On December 31, 2018, Martin flew his last consecutive daily flight—on day 1,826. He had flown every day for five straight years.
Martin says there were a number of circumstances that made flying all those days in a row possible. First, he lives in the middle of Texas, where there is almost always one-mile visibility—the Federal Aviation Administration minimum under Visual Flight Rules (in daytime, uncontrolled airspace). “In five years, there was never a day that was fogged in all day long,” says Martin. “I live on a lake, and the airport is right beside the lake. All you have to do is get high enough to fly around over the lake, and come back and land.”
Second, he has a lot of airplanes—seven, plus a few others under restoration that are in pieces. “I probably flew my Piper Cub the most because it’s easy to push out, and it’s my favorite airplane,” he says. “If I was down to one airplane, that would have to be it. I just like puttering around in it.” Currently, he performs in a Beech Baron, flying an engine-out performance similar to the routine made famous by Bob Hoover in a Rockwell Shrike Commander. Traveling to airshows and performing filled a number of the summer days in his total time aloft.
During the late winter and spring, though, having a variety of aircraft to choose from was especially important. It gets pretty windy in his hometown of Possum Kingdom Lake, Texas. “The winds here can blow 40 or 50 miles per hour all day long,” he says. That’s when he climbed into the cockpit of one of his aerobatic airplanes—a French CAP 232 or a two-seat German Extra 300. “The aerobatic aircraft were actually better in the wind,” says Martin, who was the 2001 U.S. Aerobatic Champion. “They have so much control authority that they can handle a lot of wind taking off and landing.”
Martin says he hopes that somebody tries to break his record, but he admits it won’t be easy. He and his wife Martha were able to go on only a few vacations—twice to Maine—but those trips almost ruined his streak. He recalls, “One day it was foggy, and I thought, This is it.” The weather cleared, and he got to fly. He passed up a ride on a friend’s private jet to the National Air and Space Museum’s Steven F. Udvar-Hazy Center in Virginia because he knew that without his own airplanes, he wouldn’t be able to fly once he got there.

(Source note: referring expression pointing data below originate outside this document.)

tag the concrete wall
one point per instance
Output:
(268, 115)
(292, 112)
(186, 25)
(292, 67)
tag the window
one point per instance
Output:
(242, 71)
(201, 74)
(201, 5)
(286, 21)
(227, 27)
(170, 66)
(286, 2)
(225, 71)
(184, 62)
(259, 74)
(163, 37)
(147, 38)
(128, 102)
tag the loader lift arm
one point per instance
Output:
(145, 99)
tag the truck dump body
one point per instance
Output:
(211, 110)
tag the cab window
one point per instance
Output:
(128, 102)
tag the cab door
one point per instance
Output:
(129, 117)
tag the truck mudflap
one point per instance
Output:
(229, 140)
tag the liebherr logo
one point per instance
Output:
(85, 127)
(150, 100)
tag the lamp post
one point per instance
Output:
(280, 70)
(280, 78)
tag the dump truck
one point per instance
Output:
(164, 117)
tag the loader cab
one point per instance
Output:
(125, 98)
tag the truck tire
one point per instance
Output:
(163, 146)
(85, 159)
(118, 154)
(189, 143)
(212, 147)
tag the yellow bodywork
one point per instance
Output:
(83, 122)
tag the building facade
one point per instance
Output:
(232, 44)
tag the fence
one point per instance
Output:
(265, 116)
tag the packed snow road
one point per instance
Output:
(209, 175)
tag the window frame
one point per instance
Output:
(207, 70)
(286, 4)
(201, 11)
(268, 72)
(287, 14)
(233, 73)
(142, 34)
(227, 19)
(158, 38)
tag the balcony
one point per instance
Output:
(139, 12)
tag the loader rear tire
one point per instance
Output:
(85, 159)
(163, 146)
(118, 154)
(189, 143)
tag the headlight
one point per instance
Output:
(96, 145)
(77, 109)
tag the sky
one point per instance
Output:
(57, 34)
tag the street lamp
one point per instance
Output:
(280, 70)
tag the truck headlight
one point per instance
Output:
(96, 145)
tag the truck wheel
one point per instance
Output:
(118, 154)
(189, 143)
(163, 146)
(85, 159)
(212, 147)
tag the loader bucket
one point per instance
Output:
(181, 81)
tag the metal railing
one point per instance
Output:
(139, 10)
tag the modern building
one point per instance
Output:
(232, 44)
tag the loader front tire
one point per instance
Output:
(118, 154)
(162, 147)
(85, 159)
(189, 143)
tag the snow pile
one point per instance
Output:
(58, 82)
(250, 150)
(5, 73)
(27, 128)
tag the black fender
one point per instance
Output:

One of his most memorable flights over the five years was a slow (65 mph) cruise in an original 1917 OX-5-powered Curtiss Jenny, which belongs to the Call Field Aviation Museum in Wichita Falls, Texas. He had flown it several times, and in 2014, he took it on its last flight. Although most pilots complain about the Jenny’s sluggishness, Martin thinks “it was an amazing airplane for its time. It’s heavy on the controls and doesn’t climb very well, but it flies like a normal airplane.” (An irrepressibly positive outlook also helps in the chase for a record.) At the other extreme from the Jenny, his Bücher Jungmeister biplane treated him to memorable flights every time he flew it.
Martin’s only fear when he started his quest was that he might get tired of flying. “I’ve had professional pilot friends who did get tired of flying and quit, and I was thinking, I don’t want to wear myself out to where I don’t want to go flying any more. It didn’t happen at all,” he says. “In fact, since I’ve stopped, I still haven’t gone more than three days without flying. I think I just like flying.”